Volume 23 Issue 1, Spring 2018
by Steve Allen
Fans of The Big Year, Mark Obmascik’s account of three birders attempting the 1998 North American Big Year, know it is a highly competitive enterprise. Those who attempt it must crisscross the continent multiple times in an effort to see every bird that sets foot in North America. As we learn early in Birding Without Borders, Noah Strycker’s entertaining account of his 2015 International Big Year, this adventure is a bird of a different feather.
The Clements Checklist, the most commonly used list of world birds, identifies 10,365 species worldwide. It would be impossible to even attempt to see all of these birds in a year. There are simply not enough days in a year (or even a lifetime—the longest life list is around 9,600) to see them all. In some areas, there are not enough birds to justify a visit when every day counts. Other locations, like Syria or Somalia, are just too dangerous. There are also places (think North Korea) where a foreigner wandering around with high-end optical equipment would likely be treated as a spy. As a result, before Strycker’s 2015 Big Year, the world record was only 4,341 birds.
Starting to plan a year before, Strycker, an editor for Birding magazine, set his goal at 5,000 birds. He began contacting local birders around the world through online resources, hoping to recruit them as guides, and often as hosts for a night or two. After all, local birders know best where to find the local, or endemic, birds, and when you need to find about 13 new birds a day, every day for a year, those pervasive birds are the ones you need to find.

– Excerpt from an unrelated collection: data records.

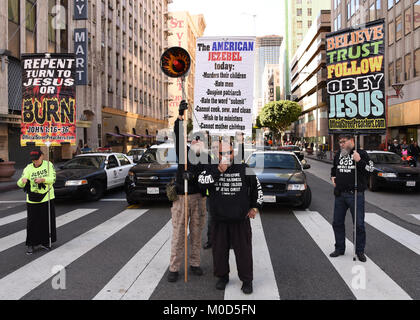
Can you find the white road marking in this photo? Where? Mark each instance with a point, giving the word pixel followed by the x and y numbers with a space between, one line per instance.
pixel 264 284
pixel 140 276
pixel 13 218
pixel 20 236
pixel 19 283
pixel 379 286
pixel 403 236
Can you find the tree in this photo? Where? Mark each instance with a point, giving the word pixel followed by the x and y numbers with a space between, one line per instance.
pixel 279 115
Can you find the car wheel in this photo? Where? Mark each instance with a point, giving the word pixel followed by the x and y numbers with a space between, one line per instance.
pixel 373 185
pixel 307 199
pixel 96 191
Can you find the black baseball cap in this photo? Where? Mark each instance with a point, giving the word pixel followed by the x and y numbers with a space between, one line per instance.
pixel 36 154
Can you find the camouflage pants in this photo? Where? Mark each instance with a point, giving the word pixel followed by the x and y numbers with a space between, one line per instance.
pixel 196 221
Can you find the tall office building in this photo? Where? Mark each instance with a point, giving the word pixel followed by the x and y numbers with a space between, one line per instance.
pixel 268 52
pixel 121 91
pixel 402 58
pixel 299 17
pixel 184 30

Strycker began his year on a cruise ship in Antarctica, drinking champagne at midnight, looking for penguins, but finding a Cape Petrel as the first bird of the year. He then worked his way up through South and Central America, reaching 2,500 birds by mid-May. He spent only a few weeks in the U.S. looking for our endemic birds, such as Blue Jays and Tufted Titmice, having seen most of our common North American birds during their (and his) migration northward. Next he was off to Europe for two weeks, and then to Africa for three months, followed by Asia for two months (where he reached his goal at the end of October). He continued on to Australia, Papua New Guinea and New Zealand and then back to India for a few days, finishing with more than 6,000 birds.
Readers, especially birdwatchers, will find Strycker’s account enchanting for two reasons. First, of course, are the birds themselves and his descriptions of the search for rarities like the Harpy Eagle (“a Sherman tank with fighter-jet wings”), or the Golden-masked Owl, a species that had not been seen for nearly 30 years. Second are the stories of the people who agreed to help a complete stranger find all the local birds, and took the time to make road trips with him around their country. It says a lot about the community of birders, and even more about Strycker, that this world tour went off with very few hitches.
For those of us who are not going to attempt an International Big Year, Birding Without Borders may very well be the next best thing.